"Dark days are ahead for human rights."
We were not surprised at all that the Anti-Terrorism Act of 2020 was signed by President Rodrigo Duterte recently.
News reports indicated that the measure would have lapsed into law 30 days anyway after it was submitted by Congress to Malacañang last month. Hence, Duterte's signature on the document days before it would have automatically become part of the law of the land was not unexpected as he had certified the bill to Congress as urgent.
We're not clear on whether the proposed bill was really sent to the Department of Justice, or to the Palace legal team, presumably led by the former presidential spokesman and still Chief Presidential Legal Counsel, for review. News reports did not clarify which of the two supposed revised versions were signed, or if the version sent by Congress to Duterte's desk was the one finally signed by him.
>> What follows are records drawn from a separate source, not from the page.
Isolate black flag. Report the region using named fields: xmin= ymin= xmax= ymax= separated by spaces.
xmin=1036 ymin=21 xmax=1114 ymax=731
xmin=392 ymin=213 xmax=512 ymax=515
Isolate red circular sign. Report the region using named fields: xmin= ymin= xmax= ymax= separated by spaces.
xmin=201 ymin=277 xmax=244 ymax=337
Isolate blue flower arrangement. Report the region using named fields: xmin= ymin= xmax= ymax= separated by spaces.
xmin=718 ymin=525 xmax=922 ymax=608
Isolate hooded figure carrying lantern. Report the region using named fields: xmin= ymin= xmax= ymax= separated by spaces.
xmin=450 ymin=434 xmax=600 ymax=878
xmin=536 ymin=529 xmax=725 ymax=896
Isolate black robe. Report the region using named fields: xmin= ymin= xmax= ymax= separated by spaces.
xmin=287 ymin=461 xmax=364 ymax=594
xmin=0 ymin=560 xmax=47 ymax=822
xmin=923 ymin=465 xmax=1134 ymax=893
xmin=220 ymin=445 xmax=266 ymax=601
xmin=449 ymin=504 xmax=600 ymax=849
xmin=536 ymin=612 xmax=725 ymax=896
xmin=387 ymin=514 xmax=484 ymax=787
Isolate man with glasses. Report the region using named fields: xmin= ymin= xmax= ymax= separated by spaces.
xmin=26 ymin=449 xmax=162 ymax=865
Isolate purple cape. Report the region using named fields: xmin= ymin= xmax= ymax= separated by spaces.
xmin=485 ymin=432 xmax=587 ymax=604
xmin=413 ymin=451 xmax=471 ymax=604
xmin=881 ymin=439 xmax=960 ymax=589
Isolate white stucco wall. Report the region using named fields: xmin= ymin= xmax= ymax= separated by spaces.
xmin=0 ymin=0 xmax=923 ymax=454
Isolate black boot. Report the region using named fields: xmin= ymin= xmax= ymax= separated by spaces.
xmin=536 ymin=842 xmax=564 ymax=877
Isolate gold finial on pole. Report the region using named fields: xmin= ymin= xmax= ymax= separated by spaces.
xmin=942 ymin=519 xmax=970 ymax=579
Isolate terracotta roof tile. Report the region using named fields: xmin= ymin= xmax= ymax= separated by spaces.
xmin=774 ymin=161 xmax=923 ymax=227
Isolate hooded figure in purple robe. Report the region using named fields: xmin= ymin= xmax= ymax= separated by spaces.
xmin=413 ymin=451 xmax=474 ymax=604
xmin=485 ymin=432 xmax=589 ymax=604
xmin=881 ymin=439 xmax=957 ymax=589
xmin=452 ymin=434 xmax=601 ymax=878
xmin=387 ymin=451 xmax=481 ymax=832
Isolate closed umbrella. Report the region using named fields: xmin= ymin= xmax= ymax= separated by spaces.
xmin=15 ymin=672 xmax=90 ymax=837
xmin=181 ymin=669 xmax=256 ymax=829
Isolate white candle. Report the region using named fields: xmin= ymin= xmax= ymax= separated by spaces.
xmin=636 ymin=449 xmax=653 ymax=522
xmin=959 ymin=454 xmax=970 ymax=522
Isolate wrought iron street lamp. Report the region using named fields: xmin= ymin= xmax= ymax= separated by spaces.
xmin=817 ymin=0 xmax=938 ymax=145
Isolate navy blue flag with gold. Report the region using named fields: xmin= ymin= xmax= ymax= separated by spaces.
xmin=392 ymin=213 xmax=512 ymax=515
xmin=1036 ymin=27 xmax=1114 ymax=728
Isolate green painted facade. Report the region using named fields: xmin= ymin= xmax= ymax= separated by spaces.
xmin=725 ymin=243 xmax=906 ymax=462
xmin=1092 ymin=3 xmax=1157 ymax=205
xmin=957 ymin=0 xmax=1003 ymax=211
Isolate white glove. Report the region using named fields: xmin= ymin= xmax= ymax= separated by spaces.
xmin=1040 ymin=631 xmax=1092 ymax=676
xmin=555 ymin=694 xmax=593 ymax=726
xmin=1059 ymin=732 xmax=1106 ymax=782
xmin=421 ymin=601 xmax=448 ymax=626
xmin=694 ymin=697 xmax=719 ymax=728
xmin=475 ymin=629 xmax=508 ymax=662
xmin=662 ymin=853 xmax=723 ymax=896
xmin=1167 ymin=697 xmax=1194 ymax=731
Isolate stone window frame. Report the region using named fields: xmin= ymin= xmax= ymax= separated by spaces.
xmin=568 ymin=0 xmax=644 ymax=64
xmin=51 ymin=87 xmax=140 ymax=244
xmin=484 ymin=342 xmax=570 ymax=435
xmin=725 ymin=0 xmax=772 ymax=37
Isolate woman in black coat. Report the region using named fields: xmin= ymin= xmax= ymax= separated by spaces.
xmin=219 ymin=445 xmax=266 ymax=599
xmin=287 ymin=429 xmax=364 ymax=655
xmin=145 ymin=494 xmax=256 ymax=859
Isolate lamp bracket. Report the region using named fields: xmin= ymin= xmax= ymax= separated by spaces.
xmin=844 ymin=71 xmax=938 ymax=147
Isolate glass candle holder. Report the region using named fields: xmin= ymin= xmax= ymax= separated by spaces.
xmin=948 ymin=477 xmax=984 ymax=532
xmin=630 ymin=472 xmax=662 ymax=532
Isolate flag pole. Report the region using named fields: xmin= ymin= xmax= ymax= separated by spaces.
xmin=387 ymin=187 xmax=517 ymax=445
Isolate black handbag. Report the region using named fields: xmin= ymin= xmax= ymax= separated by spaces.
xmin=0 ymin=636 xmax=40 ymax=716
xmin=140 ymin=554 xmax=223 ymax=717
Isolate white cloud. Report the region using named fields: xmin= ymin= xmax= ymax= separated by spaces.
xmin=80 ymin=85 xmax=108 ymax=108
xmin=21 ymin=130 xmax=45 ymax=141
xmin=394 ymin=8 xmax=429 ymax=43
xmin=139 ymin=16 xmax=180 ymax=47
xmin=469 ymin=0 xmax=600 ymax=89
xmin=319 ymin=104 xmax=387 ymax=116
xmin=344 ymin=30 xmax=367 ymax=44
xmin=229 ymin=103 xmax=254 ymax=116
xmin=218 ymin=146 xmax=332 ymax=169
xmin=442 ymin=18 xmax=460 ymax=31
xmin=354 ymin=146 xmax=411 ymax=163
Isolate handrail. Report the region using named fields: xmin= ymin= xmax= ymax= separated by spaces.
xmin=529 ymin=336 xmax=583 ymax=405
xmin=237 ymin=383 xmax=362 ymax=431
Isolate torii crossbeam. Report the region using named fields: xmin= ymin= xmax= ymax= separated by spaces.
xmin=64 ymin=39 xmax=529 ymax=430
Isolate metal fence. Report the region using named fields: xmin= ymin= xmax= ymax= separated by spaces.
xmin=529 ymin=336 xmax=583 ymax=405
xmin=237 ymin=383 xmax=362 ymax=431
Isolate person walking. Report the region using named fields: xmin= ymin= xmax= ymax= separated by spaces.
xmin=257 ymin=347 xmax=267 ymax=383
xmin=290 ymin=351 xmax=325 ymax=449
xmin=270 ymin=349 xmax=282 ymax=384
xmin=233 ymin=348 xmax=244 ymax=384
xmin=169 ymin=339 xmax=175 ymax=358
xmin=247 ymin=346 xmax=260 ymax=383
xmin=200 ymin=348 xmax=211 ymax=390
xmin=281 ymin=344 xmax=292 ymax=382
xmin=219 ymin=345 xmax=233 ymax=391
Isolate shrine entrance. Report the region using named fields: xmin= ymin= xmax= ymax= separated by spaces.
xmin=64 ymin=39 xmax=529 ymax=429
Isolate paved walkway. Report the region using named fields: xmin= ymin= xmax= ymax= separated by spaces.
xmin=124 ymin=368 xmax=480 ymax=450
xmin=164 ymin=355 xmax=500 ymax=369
Be that as it may, what is clear at this point is that Duterte completely ignored popular clamor for him to junk the measure, or at least to veto certain objectionable provisions deemed unconstitutional.
As of now, there are at least six groups asking the Supreme Court to issue a temporary restraining order on the implementation of the new law for being unconstitutional.
We will not be surprised either if the Supreme Court finds the four petitions without any merit and throws them in the waste basket. You can really guess why.
An interesting development on this issue is that even officials of the newly created Bangsamoro Autonomous Region in Muslim Mindanao (BARMM) urged Duterte to veto the bill.
They were the only government officials who dared to ask Duterte to veto the bill. But he chose to spurn their call or and did not offer them any concession.
Now, the same BARMM officials are asking Malacañang to at least give them a seat in the Anti-Terrorism Council, composed of officials in the Executive branch, who have the power to decide who should be charged as terrorists, subjected to warrantless arrests, detained for no less than 24 days, and spend at least 12 years in prison for even just inciting or aiding and abetting terrorism.
But that would require an amendment of the new law, which could take time.
Meanwhile, BARMM officials can expect that their constituents would merit more than passing interest from military and police intelligence operatives.
Bangsamoro Chief Minister Ahod Ebrahim, the former chair of Moro Islamic Liberation Front (MILF), the separatist group that signed a peace deal with the government that paved the way for the creation of BARMM, had earlier warned that with the passage of the Anti-Terrorism Law, “incidents of violations of human rights will be on the rise and the Bangsamoro people, easily labeled as terrorists would again be subject to discrimination and abuse."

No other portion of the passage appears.